Election américaine : un effet contre intuitif sur Wall Street
Si Wall Street préfère, a priori, les présidents conservateurs, plus enclins à soutenir le business, les performances des actions s’avèrent en fait supérieures sous présidence démocrate. Avec l’effet d’entraînement de la Bourse américaine, les places canadiennes et européennes profitent d’une telle configuration.
Indéniablement, la situation politique aux Etats-Unis inquiète. Le retour de Trump au pouvoir aurait-il des conséquences néfastes sur la situation géopolitique, et par voie de conséquence sur l’économie mondiale comme bon nombre de non-Américains le redoutent ? Même si la théorie financière n’indique rien spécifiquement de l’influence du politique sur les valorisations boursières, l’expérience montre qu’elle peut être extrêmement forte. La chute de quelque 30 % de la Bourse française au lendemain de l’élection de François Mitterrand en 1981 en est un exemple parmi d’autres. Quel est donc, en moyenne, l’impact des événements politiques sur les bourses, avant, pendant et après une élection américaine ?
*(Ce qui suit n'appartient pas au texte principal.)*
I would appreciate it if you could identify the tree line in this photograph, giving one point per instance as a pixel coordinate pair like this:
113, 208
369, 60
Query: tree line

Dans son intervention « Political uncertainty and asset prices », Pietro Veronesi, professeur de l’Université de Chicago, apporte plusieurs réponses aux questions relatives aux impacts politiques sur les bourses, notamment sur la Bourse américaine. Les marchés d’actions partout dans le monde préfèrent les élections des conservateurs, du moins pendant les tout premiers jours. Car paradoxalement, la performance boursière pendant les mandats démocrates surpasse de 9,6 % annuellement (en moyenne sur les 100 dernières années) celle des mandats républicains. Ce sont d’ailleurs les premières années des mandats démocrates qui font la différence avec quelque 36,9 % de différence sur l’année post-électorale ! L’économie elle-même fait mieux sous les démocrates avec 3,2 % de croissance supplémentaire (sur cette même période).
Un président démocrate choisi quand la situation économique est mauvaise
Pietro Veronesi attribue ces différences, surprenantes au premier abord, à l’impact du risque politique. Il analyse ainsi les écarts de volatilité implicite sur le marché des options sur les indices boursiers d’une vingtaine de marchés selon que l’échéance se situe avant ou après une élection. Cet écart, en moyenne de 1,5 %, est pratiquement doublé lorsque la situation économique ou financière est mauvaise, ce qui correspond à un écart relatif d’environ 20 % de la volatilité implicite. Le chercheur observe également que les chances d’avoir un président américain démocrate sont significativement plus fortes quand cet écart est élevé pour les options sur l’indice américain. Son analyse le porte à penser que les électeurs choisissent un démocrate quand la situation économique est mauvaise et que le risque politique est élevé ; il en résulte une politique redistributive qui améliore l’économie dans son ensemble, bien qu’elle s’avère fiscalement plus douloureuse pour les entrepreneurs.
L’effet des mandatures démocrates américaines est également très positif pour les bourses internationales : plus 13,2 % au Canada, 7 % en Angleterre et même 13,6 % en France. L’effet d’entraînement de la Bourse américaine est donc très sensible. Mais l’effet « gauche » est aussi perceptible sur d’autres marchés. Les années 1980 sous la présidence de Mitterrand ont par exemple été très favorables à la Bourse, malgré un départ particulièrement chahuté, comme je l’ai rappelé. Plusieurs dispositions très efficaces pour les marchés financiers avaient d’ailleurs été prises par Pierre Bérégovoy, ministre des Finances d’alors, peu susceptible de par son passé de syndicaliste d’avoir un intérêt personnel pour les plus-values boursières.
La théorie financière indique bien que les valorisations doivent traduire les risques et donc que la prime de risque action puisse intégrer le risque politique. La montée de ces risques politiques avant un changement notable de gouvernement impacte toute l’économie et donc l’ensemble des valeurs cotées, certes avec des différences d’amplitude. Il n’est donc pas surprenant que lorsque cette prime de risque revient à une valeur plus faible, la Bourse connaisse une belle performance. L’échéance électorale américaine de cet automne n’échappera sans doute pas à la règle. La bonne santé de l’économie pourrait s’avérer paradoxalement défavorable à Biden qui l’a pourtant bien conduite. Et, si Trump l’emportait, le succès de la Bourse pourrait bien s’avérer de courte durée. Bien sûr, les analyses statistiques n’apportent qu’une vue partielle sur ces réalités parfois changeantes. Mais dans ce domaine, les approches de court et de long terme apportent des réponses bien différentes…
« Political uncertainty and asset prices », Pietro Veronesi, Séminaire Inquire, Southampton mars 2024.
Jean-François Boulier est président d'honneur de l'Af2i.